A solução para escapar dessa fatalidade da "condição feminina" estará talvez na criatividade apontada por Norman Mailer em seu "The Prisoner of Sex" ( O Prisioneiro do Sexo): "(...) seres humanos dotados de vaginas, mas não necessariamente devotados à maternidade desde o nascimento, devem se aprofundar em uma condição qualquer que não seja automaticamente feminina, devem dar um salto criativo na trajetória que vai transformá-las em mulheres".

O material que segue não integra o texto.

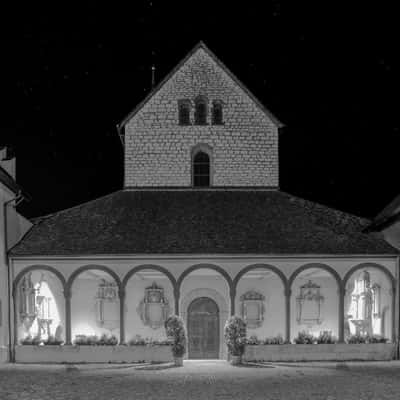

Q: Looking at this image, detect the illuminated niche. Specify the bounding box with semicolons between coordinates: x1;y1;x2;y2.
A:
296;280;324;327
240;290;265;328
19;273;55;338
96;279;119;331
347;271;381;335
137;282;170;329
19;272;37;330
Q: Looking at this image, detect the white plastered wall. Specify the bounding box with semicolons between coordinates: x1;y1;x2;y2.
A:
290;273;339;342
235;274;286;340
125;271;174;342
12;255;398;358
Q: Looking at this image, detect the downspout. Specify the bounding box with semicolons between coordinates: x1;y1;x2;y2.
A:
3;192;24;362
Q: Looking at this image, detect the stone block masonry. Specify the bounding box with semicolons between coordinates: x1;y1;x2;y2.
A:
125;48;279;187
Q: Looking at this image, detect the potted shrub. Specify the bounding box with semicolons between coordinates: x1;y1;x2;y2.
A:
20;335;42;346
317;331;337;344
224;316;246;365
43;335;64;346
294;331;317;344
165;315;187;366
263;334;285;344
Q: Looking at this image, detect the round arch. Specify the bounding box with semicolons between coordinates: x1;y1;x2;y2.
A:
179;288;229;359
13;264;67;294
177;264;234;292
67;264;121;291
343;263;396;291
121;264;177;292
288;263;342;290
233;264;288;290
343;262;396;342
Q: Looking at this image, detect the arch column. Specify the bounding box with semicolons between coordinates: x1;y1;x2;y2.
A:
174;285;181;315
338;285;346;343
285;287;292;343
391;283;397;343
12;286;18;356
229;285;236;315
118;288;125;344
64;287;72;345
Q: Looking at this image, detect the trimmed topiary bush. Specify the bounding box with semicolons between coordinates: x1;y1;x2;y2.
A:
224;316;246;356
164;315;187;358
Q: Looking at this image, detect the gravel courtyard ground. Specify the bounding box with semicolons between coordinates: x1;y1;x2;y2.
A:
0;361;400;400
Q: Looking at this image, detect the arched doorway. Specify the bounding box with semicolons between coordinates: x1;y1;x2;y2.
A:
188;297;219;359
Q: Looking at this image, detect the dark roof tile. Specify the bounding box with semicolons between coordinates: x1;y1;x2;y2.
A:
11;189;397;256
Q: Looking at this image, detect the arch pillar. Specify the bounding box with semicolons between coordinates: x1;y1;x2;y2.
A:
338;285;346;343
64;287;72;345
285;287;292;343
118;288;125;344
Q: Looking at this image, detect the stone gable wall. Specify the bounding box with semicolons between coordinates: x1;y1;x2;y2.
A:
125;48;279;187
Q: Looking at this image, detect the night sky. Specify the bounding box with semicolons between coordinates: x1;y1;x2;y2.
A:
0;0;400;218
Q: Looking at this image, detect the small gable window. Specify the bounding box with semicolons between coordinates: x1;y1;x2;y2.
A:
212;101;223;125
193;150;210;187
194;96;207;125
178;100;190;125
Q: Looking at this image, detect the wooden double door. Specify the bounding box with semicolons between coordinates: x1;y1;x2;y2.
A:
188;297;220;359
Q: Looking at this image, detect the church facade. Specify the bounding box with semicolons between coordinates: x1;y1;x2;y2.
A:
4;43;399;361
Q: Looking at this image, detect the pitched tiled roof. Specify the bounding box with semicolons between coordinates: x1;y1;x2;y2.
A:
117;41;284;131
11;189;397;256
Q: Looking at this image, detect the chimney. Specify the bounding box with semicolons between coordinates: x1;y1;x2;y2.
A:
0;146;16;180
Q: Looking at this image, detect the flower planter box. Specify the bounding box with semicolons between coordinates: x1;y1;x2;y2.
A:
243;343;396;361
15;345;173;363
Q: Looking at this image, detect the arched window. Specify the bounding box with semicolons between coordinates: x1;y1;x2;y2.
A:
178;100;190;125
194;96;207;125
193;150;210;187
212;101;223;125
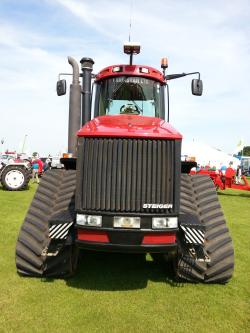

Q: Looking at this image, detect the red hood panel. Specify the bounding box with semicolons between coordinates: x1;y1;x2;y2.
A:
77;115;182;140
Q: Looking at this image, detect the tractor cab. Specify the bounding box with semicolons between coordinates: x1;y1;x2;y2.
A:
92;65;165;119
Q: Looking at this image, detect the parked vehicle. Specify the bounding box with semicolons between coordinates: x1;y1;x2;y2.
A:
16;43;234;283
0;154;31;191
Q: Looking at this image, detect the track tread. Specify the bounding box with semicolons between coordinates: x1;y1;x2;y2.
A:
16;170;76;276
177;174;234;283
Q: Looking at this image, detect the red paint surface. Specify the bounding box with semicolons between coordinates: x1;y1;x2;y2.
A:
190;168;250;191
77;229;109;243
142;232;176;245
77;115;182;140
96;65;166;84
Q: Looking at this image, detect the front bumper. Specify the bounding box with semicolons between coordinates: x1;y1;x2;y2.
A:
76;226;178;253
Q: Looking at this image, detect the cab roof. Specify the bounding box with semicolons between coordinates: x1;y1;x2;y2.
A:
95;65;166;84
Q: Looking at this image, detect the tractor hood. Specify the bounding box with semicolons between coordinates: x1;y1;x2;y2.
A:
77;115;182;140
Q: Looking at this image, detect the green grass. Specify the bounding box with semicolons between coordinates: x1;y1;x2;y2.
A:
0;185;250;333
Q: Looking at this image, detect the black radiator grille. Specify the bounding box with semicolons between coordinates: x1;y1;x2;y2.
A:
77;138;179;214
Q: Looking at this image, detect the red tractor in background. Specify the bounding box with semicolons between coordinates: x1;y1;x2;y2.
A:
190;167;250;191
16;43;234;283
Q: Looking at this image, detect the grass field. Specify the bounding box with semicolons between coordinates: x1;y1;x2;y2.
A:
0;185;250;333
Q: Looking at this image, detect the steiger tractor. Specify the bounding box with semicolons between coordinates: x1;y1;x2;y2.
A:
16;42;234;283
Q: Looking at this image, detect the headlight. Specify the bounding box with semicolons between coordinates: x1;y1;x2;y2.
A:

Nesse sentido, talvez eu tenha ido um pouco mais longe que minha irmã. Nos esconderijos das pedras, eu pedia (na verdade mandava) os meninos abaixarem as calças para que eu visse o pênis deles. Era ao mesmo tempo uma maneira de experimentar sexo, compreender a diferença (eles tinham o que eu não tinha) e de me encher de forças para enfrentar com meus próprios recursos o poder excessivo do meu pai. De certo modo, como mulher, saí vencedora dessa batalha pessoal. Como escritora, não adianta: minhas histórias não cativam minha irmã.